The current Black Iron focus is on advancing the development of its wholly owned Shymanivske iron ore project in Krivyi Rih, Ukraine, toward construction. The mining-friendly area is surrounded by five other operating iron ore mines in very close proximity to all of the infrastructure necessary to allow for a low upfront cost phased build, including railway, power, port and skilled labor.
At the end of March 2019, Black Iron announced that Ukraine’s government had agreed to develop a plan to transfer a key parcel of land to the company. The company requires additional land suitable for the placement of its processing plant, tailings and waste rock. The transfer is expected to be completed after additional discussions focusing on a compensation package that will cover the replacement and relocation of Ministry of Defense facilities, as well as repatriation of some surrounding land.
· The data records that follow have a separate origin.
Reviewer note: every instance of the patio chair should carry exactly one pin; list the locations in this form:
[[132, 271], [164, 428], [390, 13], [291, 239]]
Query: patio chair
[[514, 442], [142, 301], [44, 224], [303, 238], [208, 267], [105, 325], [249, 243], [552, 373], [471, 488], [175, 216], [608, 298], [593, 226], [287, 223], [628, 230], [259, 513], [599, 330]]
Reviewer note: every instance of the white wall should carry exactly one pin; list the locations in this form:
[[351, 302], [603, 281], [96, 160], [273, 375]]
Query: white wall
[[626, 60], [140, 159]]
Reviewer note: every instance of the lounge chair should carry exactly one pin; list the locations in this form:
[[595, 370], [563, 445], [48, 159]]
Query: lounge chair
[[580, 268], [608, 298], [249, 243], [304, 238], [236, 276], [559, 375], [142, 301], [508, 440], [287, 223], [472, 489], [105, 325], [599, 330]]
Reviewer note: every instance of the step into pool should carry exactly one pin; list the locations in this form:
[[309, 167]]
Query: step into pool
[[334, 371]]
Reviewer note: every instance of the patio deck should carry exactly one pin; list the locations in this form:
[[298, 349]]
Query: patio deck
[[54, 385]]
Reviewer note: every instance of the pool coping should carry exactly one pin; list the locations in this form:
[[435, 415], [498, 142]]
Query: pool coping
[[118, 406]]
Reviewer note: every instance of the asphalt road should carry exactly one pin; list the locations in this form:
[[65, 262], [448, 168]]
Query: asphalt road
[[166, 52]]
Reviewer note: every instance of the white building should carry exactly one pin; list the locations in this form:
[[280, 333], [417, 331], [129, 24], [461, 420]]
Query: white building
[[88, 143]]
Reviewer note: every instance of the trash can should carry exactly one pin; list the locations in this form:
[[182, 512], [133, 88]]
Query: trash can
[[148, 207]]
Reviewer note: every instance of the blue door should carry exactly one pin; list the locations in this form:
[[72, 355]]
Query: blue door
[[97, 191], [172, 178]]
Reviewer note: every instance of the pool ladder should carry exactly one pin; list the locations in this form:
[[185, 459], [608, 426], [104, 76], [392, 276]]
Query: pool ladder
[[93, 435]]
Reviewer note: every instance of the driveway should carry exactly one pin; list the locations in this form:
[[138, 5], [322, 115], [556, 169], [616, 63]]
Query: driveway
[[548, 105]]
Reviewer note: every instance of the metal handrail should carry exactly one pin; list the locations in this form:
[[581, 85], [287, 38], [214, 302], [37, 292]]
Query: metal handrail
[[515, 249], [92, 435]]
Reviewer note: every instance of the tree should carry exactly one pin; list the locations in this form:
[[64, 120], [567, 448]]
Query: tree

The parcel of land is suitable from both social and environmental standpoints, Black Iron announced in a news release (http://nnw.fm/94YFw). Its close proximity to Shymanivske also makes it a cost-efficient choice that should reduce the expenses linked to hauling ore and waste.
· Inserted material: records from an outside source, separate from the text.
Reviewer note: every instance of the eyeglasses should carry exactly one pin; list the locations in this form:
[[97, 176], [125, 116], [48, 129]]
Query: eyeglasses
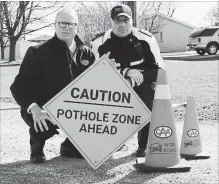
[[119, 21], [64, 24]]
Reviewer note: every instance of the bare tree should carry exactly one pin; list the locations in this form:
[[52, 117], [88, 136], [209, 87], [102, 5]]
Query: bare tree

As per the announcement, Black Iron plans to build its Shymanivske iron ore project in two phases. The company will make use of the solid fundamentals that the area has to offer, which include the excellent infrastructure, skilled local labor and close proximity to steel mills located in Turkey, Europe and the Middle East.
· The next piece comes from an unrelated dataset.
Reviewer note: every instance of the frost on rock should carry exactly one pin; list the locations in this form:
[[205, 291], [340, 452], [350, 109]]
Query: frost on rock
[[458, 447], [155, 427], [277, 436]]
The Shymanivske iron ore project is expected to produce an ultra-high grade, 68 percent iron ore concentrate. The operating cost is forecast to be low, at roughly $31 per ton, with a capital intensity of less than $95 per ton of capacity.
Black Iron intends to produce high-grade pellet feed, as the concentrate available at Shymanivske is an ideal source for pellets, because it doesn’t have to be ground finer. The price of high-grade pellet feed is anticipated to grow disproportionately on the iron ore market. Since November 2018, iron ore prices have gone up nearly 40 percent and are currently at their highest levels in almost a year.
The technical and scientific contents of this article have been reviewed and approved by Matt Simpson, P.Eng., CEO of Black Iron, who is a Qualified Person as defined by NI 43-101.